María ha sido la primera en amar a Dios en carne humana, un amor inigualable que ha consistido en asistir a la criatura, acogerlo, alimentarlo, acompañarlo, instruirlo, educarlo en las plegarias y en las promesas de su pueblo. Una fe que ha comprendido todo el sufrimiento inseparable a la concepción, no sólo en el intervalo de la natividad, sino en cada uno de los menesteres que una madre ha de afrontar en la orientación de su Hijo a la plena madurez.

Como inicialmente se ha mencionado, los dogmas de María son cuatro. Dos de los cuales, en los siglos inaugurales después de Cristo han sido reconocidos por cada una de las tendencias cristianas; mientras, que los restantes, corresponden a etapas contemporáneas, respectivamente,1845 y 1950.

Los dos primeros resultaron de Concilios, los demás son pronunciamientos papales en respuesta al misticismo popular. Uno de ellos, es el dogma de la virginidad de María, que concibió a su Hijo por gracia divina; el segundo, corresponde a la que la distingue como madre de Dios. Como es sabido, esto sería discutido en el Concilio de Éfeso celebrado en el año 431, coincidiendo con la ocasión de establecerse que en Jesús conviven lo humano y lo divino: el Hijo de María es Dios encarnado.
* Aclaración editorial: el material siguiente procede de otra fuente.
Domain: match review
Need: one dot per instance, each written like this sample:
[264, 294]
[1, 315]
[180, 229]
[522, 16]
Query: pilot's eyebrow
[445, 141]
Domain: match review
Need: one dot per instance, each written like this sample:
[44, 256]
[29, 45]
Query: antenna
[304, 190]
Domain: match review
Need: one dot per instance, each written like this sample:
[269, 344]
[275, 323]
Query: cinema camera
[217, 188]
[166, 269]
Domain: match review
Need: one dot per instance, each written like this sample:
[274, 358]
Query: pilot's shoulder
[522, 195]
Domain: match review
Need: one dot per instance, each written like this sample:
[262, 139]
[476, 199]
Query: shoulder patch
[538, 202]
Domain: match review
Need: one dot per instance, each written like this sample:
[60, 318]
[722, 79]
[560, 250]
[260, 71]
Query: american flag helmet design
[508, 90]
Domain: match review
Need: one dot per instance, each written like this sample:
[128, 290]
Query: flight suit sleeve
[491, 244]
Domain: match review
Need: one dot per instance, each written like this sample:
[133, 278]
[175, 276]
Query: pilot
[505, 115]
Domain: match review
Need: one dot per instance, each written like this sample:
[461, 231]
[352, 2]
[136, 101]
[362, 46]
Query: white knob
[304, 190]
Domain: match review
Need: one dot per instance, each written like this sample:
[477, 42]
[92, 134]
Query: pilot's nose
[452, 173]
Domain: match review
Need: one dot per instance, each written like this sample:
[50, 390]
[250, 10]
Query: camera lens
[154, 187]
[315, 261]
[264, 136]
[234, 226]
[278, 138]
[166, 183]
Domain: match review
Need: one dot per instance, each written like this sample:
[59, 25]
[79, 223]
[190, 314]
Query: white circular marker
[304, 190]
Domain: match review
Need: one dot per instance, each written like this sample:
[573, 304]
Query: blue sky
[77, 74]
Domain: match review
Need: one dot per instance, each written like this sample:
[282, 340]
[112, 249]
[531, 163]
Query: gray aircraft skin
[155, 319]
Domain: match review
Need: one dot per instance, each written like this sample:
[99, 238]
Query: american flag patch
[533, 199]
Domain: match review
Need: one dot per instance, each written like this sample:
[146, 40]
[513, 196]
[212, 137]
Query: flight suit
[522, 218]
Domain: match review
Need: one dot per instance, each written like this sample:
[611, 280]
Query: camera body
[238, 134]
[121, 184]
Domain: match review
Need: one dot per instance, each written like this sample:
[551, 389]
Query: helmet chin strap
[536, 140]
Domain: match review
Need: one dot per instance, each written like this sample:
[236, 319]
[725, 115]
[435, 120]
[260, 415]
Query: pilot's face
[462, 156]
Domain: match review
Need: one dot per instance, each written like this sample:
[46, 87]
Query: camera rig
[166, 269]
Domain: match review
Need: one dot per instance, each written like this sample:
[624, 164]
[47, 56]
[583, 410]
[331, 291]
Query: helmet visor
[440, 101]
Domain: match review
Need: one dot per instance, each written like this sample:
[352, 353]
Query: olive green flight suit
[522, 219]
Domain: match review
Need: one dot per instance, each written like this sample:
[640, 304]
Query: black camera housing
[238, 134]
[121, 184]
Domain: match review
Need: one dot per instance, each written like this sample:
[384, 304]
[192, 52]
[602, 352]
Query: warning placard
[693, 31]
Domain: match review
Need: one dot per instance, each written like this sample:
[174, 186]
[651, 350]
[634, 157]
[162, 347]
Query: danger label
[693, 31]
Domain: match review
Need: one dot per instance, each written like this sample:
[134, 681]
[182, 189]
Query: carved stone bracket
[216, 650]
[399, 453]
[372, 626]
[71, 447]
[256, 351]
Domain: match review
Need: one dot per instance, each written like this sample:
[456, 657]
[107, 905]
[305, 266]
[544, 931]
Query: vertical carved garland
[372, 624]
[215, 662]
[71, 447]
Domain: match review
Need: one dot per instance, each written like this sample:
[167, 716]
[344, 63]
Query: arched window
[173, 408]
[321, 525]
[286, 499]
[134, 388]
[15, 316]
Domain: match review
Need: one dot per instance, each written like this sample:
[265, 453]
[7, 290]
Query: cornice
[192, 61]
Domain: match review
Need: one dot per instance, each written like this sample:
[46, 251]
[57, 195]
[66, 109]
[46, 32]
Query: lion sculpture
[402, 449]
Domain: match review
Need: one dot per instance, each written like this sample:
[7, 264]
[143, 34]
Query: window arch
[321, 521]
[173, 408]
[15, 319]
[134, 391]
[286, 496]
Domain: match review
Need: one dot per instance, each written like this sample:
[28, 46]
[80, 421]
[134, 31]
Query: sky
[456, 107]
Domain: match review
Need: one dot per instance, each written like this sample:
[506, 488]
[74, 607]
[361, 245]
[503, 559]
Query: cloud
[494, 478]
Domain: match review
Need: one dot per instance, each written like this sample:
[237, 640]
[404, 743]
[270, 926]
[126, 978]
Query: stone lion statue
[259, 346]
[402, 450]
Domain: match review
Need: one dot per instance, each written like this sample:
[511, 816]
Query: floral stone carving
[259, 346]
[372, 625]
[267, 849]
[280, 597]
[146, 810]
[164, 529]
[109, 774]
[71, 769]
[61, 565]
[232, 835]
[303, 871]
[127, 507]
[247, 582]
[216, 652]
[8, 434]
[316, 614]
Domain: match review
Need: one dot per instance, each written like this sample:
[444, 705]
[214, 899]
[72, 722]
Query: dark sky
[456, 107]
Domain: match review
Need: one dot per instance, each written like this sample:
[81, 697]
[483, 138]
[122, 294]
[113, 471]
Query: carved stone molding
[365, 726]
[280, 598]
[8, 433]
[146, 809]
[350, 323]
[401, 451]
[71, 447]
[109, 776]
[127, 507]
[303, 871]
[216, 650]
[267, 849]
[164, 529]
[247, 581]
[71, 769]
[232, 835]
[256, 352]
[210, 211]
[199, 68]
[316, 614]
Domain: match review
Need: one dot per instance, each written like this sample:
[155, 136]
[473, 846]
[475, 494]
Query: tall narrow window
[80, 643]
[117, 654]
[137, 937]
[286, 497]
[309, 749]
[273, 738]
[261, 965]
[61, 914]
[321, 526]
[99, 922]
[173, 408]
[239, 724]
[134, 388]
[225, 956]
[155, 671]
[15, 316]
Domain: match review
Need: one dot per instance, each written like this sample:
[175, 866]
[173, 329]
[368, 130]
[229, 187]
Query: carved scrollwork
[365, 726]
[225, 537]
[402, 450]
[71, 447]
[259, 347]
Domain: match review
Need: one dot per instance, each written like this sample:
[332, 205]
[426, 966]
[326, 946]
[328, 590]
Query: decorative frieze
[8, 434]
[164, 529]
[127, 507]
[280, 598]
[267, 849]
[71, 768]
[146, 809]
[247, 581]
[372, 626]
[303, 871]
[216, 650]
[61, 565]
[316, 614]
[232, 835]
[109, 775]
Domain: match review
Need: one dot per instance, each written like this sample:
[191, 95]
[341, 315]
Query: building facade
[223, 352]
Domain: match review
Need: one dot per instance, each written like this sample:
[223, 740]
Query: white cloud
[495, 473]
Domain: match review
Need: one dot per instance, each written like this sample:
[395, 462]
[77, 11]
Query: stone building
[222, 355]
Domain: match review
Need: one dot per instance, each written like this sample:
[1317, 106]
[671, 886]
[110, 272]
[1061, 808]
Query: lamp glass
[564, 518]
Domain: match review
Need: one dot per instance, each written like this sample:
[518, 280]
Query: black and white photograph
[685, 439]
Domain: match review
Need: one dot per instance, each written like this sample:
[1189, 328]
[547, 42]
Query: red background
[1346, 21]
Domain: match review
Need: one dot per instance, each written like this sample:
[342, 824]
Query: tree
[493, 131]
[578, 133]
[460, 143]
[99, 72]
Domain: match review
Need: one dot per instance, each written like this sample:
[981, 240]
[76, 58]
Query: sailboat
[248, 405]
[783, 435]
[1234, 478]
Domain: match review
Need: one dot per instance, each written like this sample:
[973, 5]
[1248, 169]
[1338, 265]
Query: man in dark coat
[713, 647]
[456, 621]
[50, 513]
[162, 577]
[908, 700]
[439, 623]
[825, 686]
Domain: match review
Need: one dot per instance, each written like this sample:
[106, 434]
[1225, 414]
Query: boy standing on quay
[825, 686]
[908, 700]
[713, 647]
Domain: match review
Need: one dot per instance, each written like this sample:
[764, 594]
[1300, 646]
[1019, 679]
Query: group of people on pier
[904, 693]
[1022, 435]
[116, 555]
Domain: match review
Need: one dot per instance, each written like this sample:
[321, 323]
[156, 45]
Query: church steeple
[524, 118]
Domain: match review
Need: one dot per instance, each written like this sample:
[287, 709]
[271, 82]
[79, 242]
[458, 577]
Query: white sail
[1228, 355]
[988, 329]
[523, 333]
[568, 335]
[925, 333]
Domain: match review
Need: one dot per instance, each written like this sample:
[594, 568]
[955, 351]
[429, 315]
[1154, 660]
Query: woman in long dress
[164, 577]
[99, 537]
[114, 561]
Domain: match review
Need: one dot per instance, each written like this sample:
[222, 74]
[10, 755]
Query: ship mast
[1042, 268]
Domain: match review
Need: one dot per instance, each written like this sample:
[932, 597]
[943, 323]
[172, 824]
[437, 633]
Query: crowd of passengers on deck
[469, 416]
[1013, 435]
El tercer dogma sancionado en el año 1854 por Pío IX (1792-1878), dispuso que María procreó sin mancha, estando libre de pecado original.

Por último, el cuarto dogma es la Asunción de María al cielo en cuerpo y alma. Con anterioridad a ser doctrina revelada, por determinación del Papa Pío XII (1876-1958), la Asunción ya era una creencia extendida y la celebración estaba muy arraigada.

Consecuentemente, Dios puso los ojos en María, llena de gracia, para consumar el más grandioso de los proyectos trazados por Él: la redención de la raza humana. Aquella doncella hebrea, sujeta a la actuación de Dios, aglutinaba hermosos caracteres que la reportaron a ser la protagonista del gran misterio de la Encarnación de Jesús.

Signos, conductas y actitudes que por doquier se prodigaron en María, como la humildad y la disposición para el servicio; o la fe y la piedad inquebrantable; o la capacidad para guardar secretos en lo más escondido de su intimidad con el Padre; pero, sobre todo, su observancia persistente conforme a la Palabra de Dios.

Esta es sencillamente la Virgen María, la madre de ese Niño que yace en el portal, aquella que como Sierva del Señor confió totalmente en Dios y aceptó el reto de llevar en su seno al Creador; criándolo bajo la guía divina para que más tarde, llevara a término la obra memorable de la Salvación.